Robots already perform an estimated 10% of manufacturing functions, and this share is going to go much higher. Oxford Economics estimates that the number of manufacturing jobs replaced by machines could swell up to 20 million by 2030.
The robotics industry is constantly expanding, and the market for both industrial and nonindustrial robots is forecast to grow an average of 26% per year between 2018 and 2025. In 2020, robotics was a $100 billion market. By 2025, it will likely be $209 billion.
Automotive and electronics industries have led the way in use of industrial robots over the past decade, but many more will soon follow. Companies are always trying to maximize production while minimizing costs.
Robots are the perfect way to achieve this because their costs are mostly fixed. Especially during times of economic turmoil, corporations must innovate to provide the most for their shareholders.
COVID-19 has accelerated a reliance on robots to take care of manufacturing because of social-distancing and remote-working requirements as well as supply-chain issues.
Now, we’ll see the same effects as in the past with companies desperately trying to become leaner. They’ve decided that the upfront investment is worth the savings in the long run.
Cognex Corp. (CGNX), which optimizes automation in the workplace for manufacturing and logistics, is well positioned for this surge of demand.
Cognex provides sensors and software that help automate aspects of production, from identifying parts and guiding assembly to providing quality assurance. Its products utilize state-of-theart machine-vision technology to streamline production.
Machine-vision equipment ensures that producers are able to quickly make products to exact specifications. Cognex’s machine vision products include sensors, 3D laser profilers and 3D area-scanning cameras.

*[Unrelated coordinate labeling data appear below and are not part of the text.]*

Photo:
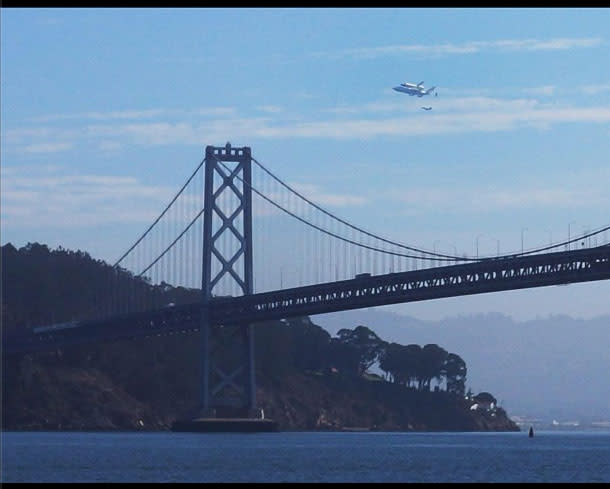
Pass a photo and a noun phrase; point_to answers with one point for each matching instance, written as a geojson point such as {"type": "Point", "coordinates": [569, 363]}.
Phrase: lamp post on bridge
{"type": "Point", "coordinates": [569, 238]}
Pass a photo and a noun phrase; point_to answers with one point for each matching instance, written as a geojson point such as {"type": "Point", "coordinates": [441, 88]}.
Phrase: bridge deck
{"type": "Point", "coordinates": [490, 275]}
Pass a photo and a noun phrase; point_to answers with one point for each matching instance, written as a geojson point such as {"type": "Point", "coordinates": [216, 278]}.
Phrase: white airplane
{"type": "Point", "coordinates": [413, 89]}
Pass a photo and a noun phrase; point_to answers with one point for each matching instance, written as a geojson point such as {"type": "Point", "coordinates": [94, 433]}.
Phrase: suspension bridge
{"type": "Point", "coordinates": [236, 245]}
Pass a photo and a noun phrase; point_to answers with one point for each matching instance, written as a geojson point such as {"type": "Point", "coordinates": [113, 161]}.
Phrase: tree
{"type": "Point", "coordinates": [432, 360]}
{"type": "Point", "coordinates": [454, 370]}
{"type": "Point", "coordinates": [365, 343]}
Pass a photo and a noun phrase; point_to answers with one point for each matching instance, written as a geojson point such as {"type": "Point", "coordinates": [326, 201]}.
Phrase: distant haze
{"type": "Point", "coordinates": [552, 368]}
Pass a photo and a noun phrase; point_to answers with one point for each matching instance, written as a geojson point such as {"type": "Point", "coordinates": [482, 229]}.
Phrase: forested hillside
{"type": "Point", "coordinates": [306, 379]}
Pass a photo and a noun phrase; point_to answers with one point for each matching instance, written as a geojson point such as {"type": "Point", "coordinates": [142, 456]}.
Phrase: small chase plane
{"type": "Point", "coordinates": [413, 89]}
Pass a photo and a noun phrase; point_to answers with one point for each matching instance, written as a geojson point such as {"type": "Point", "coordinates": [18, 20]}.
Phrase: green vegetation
{"type": "Point", "coordinates": [306, 379]}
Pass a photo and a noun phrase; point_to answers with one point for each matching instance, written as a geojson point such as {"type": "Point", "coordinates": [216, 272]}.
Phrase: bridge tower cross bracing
{"type": "Point", "coordinates": [227, 351]}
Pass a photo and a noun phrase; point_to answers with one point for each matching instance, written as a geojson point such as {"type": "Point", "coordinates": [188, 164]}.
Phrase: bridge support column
{"type": "Point", "coordinates": [228, 384]}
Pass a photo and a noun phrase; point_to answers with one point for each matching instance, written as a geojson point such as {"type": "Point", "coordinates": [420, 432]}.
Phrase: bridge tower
{"type": "Point", "coordinates": [227, 351]}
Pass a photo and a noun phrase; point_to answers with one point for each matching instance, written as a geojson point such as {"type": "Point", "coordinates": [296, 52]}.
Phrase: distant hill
{"type": "Point", "coordinates": [552, 368]}
{"type": "Point", "coordinates": [306, 379]}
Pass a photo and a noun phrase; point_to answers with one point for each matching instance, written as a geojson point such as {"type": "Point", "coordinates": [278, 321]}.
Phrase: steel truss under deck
{"type": "Point", "coordinates": [490, 275]}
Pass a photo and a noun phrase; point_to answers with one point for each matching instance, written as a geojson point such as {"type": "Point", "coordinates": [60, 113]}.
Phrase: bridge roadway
{"type": "Point", "coordinates": [486, 275]}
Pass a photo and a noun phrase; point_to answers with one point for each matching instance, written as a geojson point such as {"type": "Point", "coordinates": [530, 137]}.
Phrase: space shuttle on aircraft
{"type": "Point", "coordinates": [414, 89]}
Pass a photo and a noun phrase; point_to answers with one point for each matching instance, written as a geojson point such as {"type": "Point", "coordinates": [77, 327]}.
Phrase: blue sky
{"type": "Point", "coordinates": [105, 112]}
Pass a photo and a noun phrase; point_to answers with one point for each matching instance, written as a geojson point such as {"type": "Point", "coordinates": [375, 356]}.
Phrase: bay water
{"type": "Point", "coordinates": [549, 456]}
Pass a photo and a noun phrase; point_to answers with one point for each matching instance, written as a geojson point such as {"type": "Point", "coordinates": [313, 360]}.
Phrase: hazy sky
{"type": "Point", "coordinates": [105, 113]}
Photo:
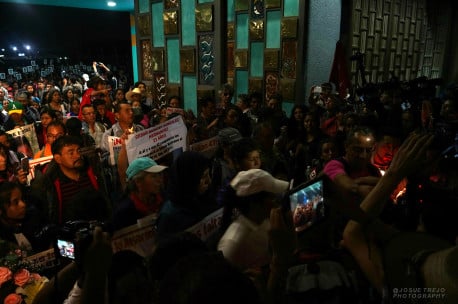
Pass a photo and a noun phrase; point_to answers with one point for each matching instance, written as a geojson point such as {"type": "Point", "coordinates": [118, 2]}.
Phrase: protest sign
{"type": "Point", "coordinates": [169, 111]}
{"type": "Point", "coordinates": [157, 141]}
{"type": "Point", "coordinates": [25, 139]}
{"type": "Point", "coordinates": [207, 147]}
{"type": "Point", "coordinates": [114, 146]}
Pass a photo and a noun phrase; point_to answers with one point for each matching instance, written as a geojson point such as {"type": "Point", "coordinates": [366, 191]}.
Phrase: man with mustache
{"type": "Point", "coordinates": [65, 178]}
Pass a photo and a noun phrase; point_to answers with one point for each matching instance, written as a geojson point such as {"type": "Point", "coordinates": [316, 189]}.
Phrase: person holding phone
{"type": "Point", "coordinates": [10, 167]}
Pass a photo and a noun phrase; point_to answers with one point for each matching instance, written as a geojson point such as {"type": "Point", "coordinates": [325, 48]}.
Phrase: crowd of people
{"type": "Point", "coordinates": [390, 188]}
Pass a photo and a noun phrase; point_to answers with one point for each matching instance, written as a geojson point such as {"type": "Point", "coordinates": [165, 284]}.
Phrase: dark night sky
{"type": "Point", "coordinates": [80, 34]}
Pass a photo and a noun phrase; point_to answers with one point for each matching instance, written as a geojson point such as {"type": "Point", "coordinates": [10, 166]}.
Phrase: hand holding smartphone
{"type": "Point", "coordinates": [25, 164]}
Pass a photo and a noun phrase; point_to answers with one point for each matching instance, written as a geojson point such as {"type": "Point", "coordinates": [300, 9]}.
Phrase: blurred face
{"type": "Point", "coordinates": [385, 150]}
{"type": "Point", "coordinates": [16, 117]}
{"type": "Point", "coordinates": [204, 183]}
{"type": "Point", "coordinates": [298, 114]}
{"type": "Point", "coordinates": [251, 161]}
{"type": "Point", "coordinates": [53, 133]}
{"type": "Point", "coordinates": [151, 183]}
{"type": "Point", "coordinates": [101, 109]}
{"type": "Point", "coordinates": [174, 103]}
{"type": "Point", "coordinates": [329, 103]}
{"type": "Point", "coordinates": [136, 97]}
{"type": "Point", "coordinates": [231, 118]}
{"type": "Point", "coordinates": [45, 120]}
{"type": "Point", "coordinates": [4, 141]}
{"type": "Point", "coordinates": [88, 114]}
{"type": "Point", "coordinates": [328, 151]}
{"type": "Point", "coordinates": [23, 100]}
{"type": "Point", "coordinates": [70, 157]}
{"type": "Point", "coordinates": [142, 87]}
{"type": "Point", "coordinates": [273, 103]}
{"type": "Point", "coordinates": [308, 122]}
{"type": "Point", "coordinates": [55, 97]}
{"type": "Point", "coordinates": [125, 114]}
{"type": "Point", "coordinates": [69, 94]}
{"type": "Point", "coordinates": [100, 86]}
{"type": "Point", "coordinates": [75, 106]}
{"type": "Point", "coordinates": [359, 152]}
{"type": "Point", "coordinates": [225, 97]}
{"type": "Point", "coordinates": [119, 95]}
{"type": "Point", "coordinates": [254, 103]}
{"type": "Point", "coordinates": [2, 161]}
{"type": "Point", "coordinates": [209, 110]}
{"type": "Point", "coordinates": [16, 207]}
{"type": "Point", "coordinates": [266, 138]}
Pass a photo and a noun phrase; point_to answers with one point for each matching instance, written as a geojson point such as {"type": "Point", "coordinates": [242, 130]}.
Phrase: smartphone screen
{"type": "Point", "coordinates": [66, 249]}
{"type": "Point", "coordinates": [307, 204]}
{"type": "Point", "coordinates": [25, 164]}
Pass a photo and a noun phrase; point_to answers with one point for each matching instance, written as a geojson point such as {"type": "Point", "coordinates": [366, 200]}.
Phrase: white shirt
{"type": "Point", "coordinates": [246, 244]}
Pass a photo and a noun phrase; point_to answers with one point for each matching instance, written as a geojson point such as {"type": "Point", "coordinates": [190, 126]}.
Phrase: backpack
{"type": "Point", "coordinates": [331, 278]}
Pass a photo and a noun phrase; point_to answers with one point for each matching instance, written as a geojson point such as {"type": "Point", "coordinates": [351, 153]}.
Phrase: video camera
{"type": "Point", "coordinates": [74, 237]}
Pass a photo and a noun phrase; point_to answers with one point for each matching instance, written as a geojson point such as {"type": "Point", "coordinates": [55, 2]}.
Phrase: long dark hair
{"type": "Point", "coordinates": [184, 177]}
{"type": "Point", "coordinates": [6, 188]}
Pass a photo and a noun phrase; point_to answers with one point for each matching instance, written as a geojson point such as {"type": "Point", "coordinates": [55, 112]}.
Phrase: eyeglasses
{"type": "Point", "coordinates": [54, 136]}
{"type": "Point", "coordinates": [360, 150]}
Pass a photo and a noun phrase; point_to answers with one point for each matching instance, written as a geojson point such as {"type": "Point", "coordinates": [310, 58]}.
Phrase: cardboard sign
{"type": "Point", "coordinates": [157, 141]}
{"type": "Point", "coordinates": [114, 146]}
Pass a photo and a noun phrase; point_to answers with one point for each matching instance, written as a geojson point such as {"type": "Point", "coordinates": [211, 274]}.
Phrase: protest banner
{"type": "Point", "coordinates": [157, 141]}
{"type": "Point", "coordinates": [139, 237]}
{"type": "Point", "coordinates": [207, 147]}
{"type": "Point", "coordinates": [25, 139]}
{"type": "Point", "coordinates": [114, 146]}
{"type": "Point", "coordinates": [208, 226]}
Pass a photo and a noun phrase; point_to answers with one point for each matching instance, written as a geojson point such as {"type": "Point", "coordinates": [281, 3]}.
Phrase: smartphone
{"type": "Point", "coordinates": [66, 249]}
{"type": "Point", "coordinates": [307, 204]}
{"type": "Point", "coordinates": [25, 164]}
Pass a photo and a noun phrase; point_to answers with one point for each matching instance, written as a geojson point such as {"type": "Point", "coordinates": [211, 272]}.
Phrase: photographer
{"type": "Point", "coordinates": [84, 281]}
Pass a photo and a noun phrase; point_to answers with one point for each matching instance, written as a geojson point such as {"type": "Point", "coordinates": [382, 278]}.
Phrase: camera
{"type": "Point", "coordinates": [74, 237]}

By taking the human element out of manufacturing, Cognex is able to guarantee lower production costs, fewer errors and faster assembly. Cognex has a strong earnings history, beating earnings per share (EPS) expectations by 45% or more in each of the first three quarters of 2020.

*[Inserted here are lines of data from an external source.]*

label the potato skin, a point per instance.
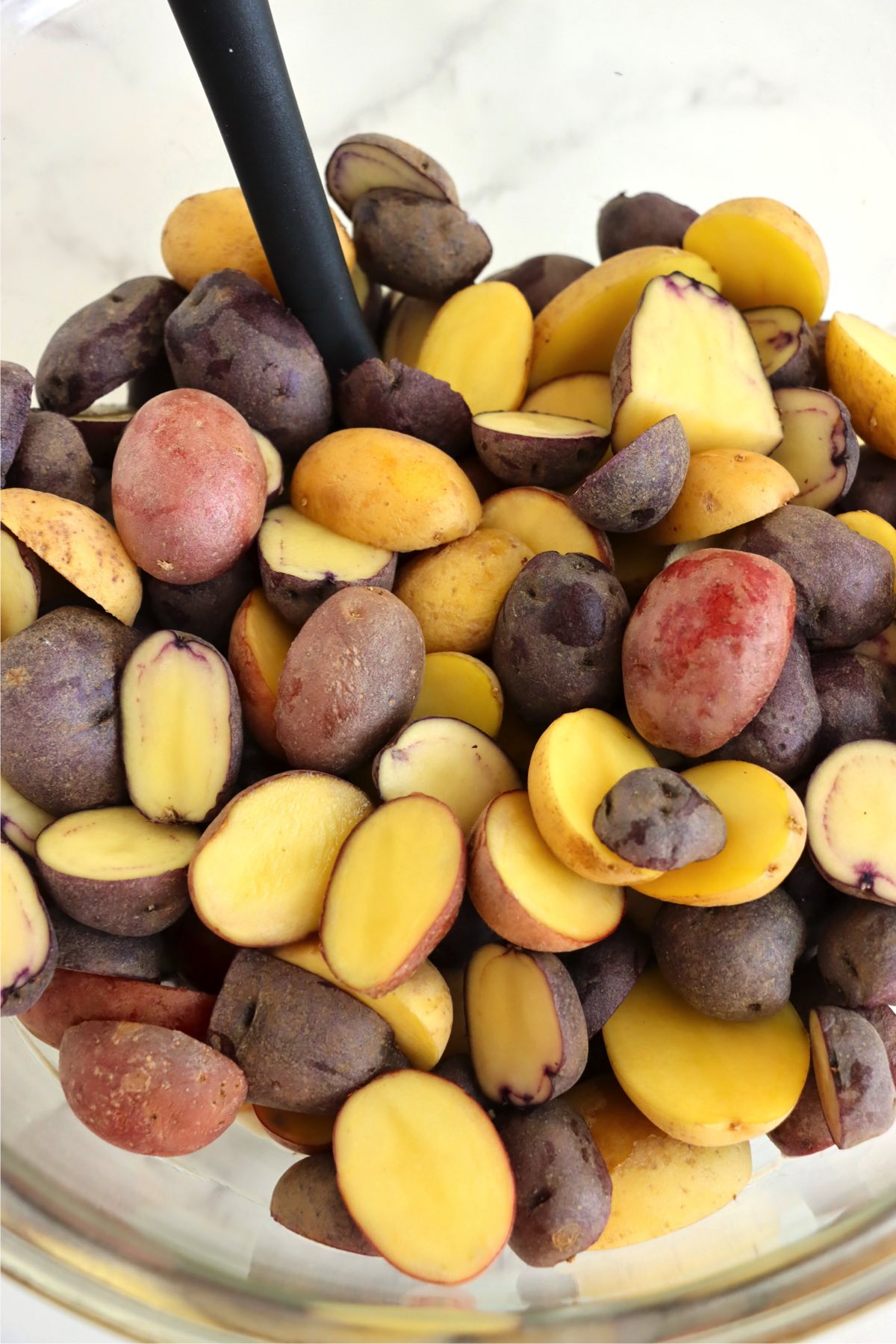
(15, 405)
(417, 245)
(304, 1045)
(405, 399)
(60, 722)
(559, 636)
(561, 1182)
(307, 1201)
(352, 678)
(782, 737)
(105, 343)
(188, 487)
(148, 1089)
(844, 582)
(74, 996)
(53, 457)
(235, 340)
(731, 961)
(642, 221)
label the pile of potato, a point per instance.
(507, 811)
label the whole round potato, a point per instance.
(559, 636)
(234, 339)
(731, 961)
(188, 487)
(60, 725)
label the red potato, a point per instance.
(704, 648)
(74, 996)
(188, 487)
(148, 1089)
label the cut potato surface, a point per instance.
(261, 871)
(526, 894)
(448, 759)
(765, 255)
(659, 1183)
(688, 352)
(77, 544)
(180, 727)
(766, 828)
(575, 762)
(480, 343)
(579, 329)
(700, 1080)
(418, 1011)
(850, 806)
(394, 893)
(457, 685)
(544, 522)
(425, 1176)
(862, 370)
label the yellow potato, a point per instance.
(579, 329)
(723, 488)
(766, 826)
(457, 591)
(77, 544)
(659, 1183)
(386, 490)
(862, 370)
(765, 253)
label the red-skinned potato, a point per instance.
(704, 648)
(188, 487)
(74, 996)
(148, 1089)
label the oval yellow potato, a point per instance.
(579, 329)
(386, 490)
(766, 255)
(455, 593)
(723, 488)
(766, 826)
(862, 370)
(77, 544)
(574, 765)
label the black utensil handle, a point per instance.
(238, 58)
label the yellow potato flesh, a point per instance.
(296, 544)
(457, 685)
(516, 1042)
(547, 890)
(420, 1011)
(77, 544)
(261, 875)
(395, 880)
(700, 1080)
(722, 490)
(176, 744)
(692, 356)
(862, 370)
(450, 761)
(766, 828)
(18, 589)
(659, 1183)
(425, 1176)
(269, 636)
(386, 490)
(116, 843)
(480, 342)
(766, 255)
(543, 522)
(574, 765)
(579, 329)
(579, 396)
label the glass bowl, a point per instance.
(541, 113)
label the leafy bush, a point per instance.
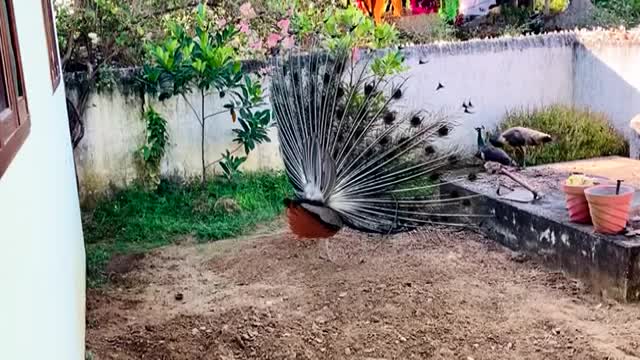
(611, 13)
(555, 6)
(425, 28)
(577, 134)
(201, 59)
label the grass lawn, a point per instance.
(134, 220)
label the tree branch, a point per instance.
(195, 112)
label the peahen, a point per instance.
(520, 137)
(353, 162)
(489, 153)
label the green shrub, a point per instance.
(555, 6)
(577, 134)
(611, 13)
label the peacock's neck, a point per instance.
(480, 139)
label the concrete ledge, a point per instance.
(609, 264)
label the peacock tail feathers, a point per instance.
(347, 146)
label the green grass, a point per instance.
(577, 134)
(134, 220)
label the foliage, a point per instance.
(151, 153)
(204, 61)
(611, 13)
(426, 28)
(101, 31)
(135, 219)
(389, 64)
(577, 134)
(555, 6)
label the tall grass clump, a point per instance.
(577, 134)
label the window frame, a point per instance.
(15, 122)
(55, 69)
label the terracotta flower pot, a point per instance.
(609, 212)
(577, 204)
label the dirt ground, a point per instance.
(444, 294)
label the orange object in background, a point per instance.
(377, 8)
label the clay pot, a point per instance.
(577, 204)
(609, 212)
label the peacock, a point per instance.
(519, 138)
(353, 161)
(488, 153)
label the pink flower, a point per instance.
(272, 40)
(256, 44)
(247, 12)
(265, 71)
(284, 26)
(355, 54)
(288, 42)
(244, 27)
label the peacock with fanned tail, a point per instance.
(352, 160)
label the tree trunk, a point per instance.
(634, 146)
(202, 130)
(547, 9)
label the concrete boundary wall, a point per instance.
(598, 69)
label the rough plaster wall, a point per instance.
(585, 69)
(607, 79)
(496, 75)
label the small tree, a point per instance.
(204, 61)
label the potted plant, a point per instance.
(575, 199)
(609, 207)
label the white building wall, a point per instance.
(42, 262)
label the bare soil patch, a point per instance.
(436, 295)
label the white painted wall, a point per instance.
(607, 79)
(114, 130)
(496, 75)
(42, 262)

That trend stalled in the fourth quarter, though adjusted EPS of 39 cents did beat the consensus by 34%. And management also reported companyrecord fourth-quarter and full-year 2020 revenue figures. Cognex is yielding a modest 0.3% at recent prices.
That’s significant. What’s even more significant is management’s commitment to dividend growth; the regular payout is forecast to grow by 8% over the next several years.
The company just paid a special dividend of $2 per share in December. This is a great signal regarding management’s outlook, and we could see more payments like this in the future as the automation megatrend accelerates.
My biggest concern is a potentially stretched valuation, with a price-to-earnings ratio of 83.7 times. However, with the robotics industry poised to explode and COVID-19 accelerating manufacturing automation, it’s a premium I’m happy to pay.
Let’s take a look at CGNX’s weekly chart …
As you can see, the stock has been trending in an upward channel for the last several months. After a brief correction in January, CGNX has just broken through overhead resistance.
I see CGNX challenging $100 per share in the short term, and it could reach $120 soon after. Our proprietary force index is positive, signaling that momentum is on our side.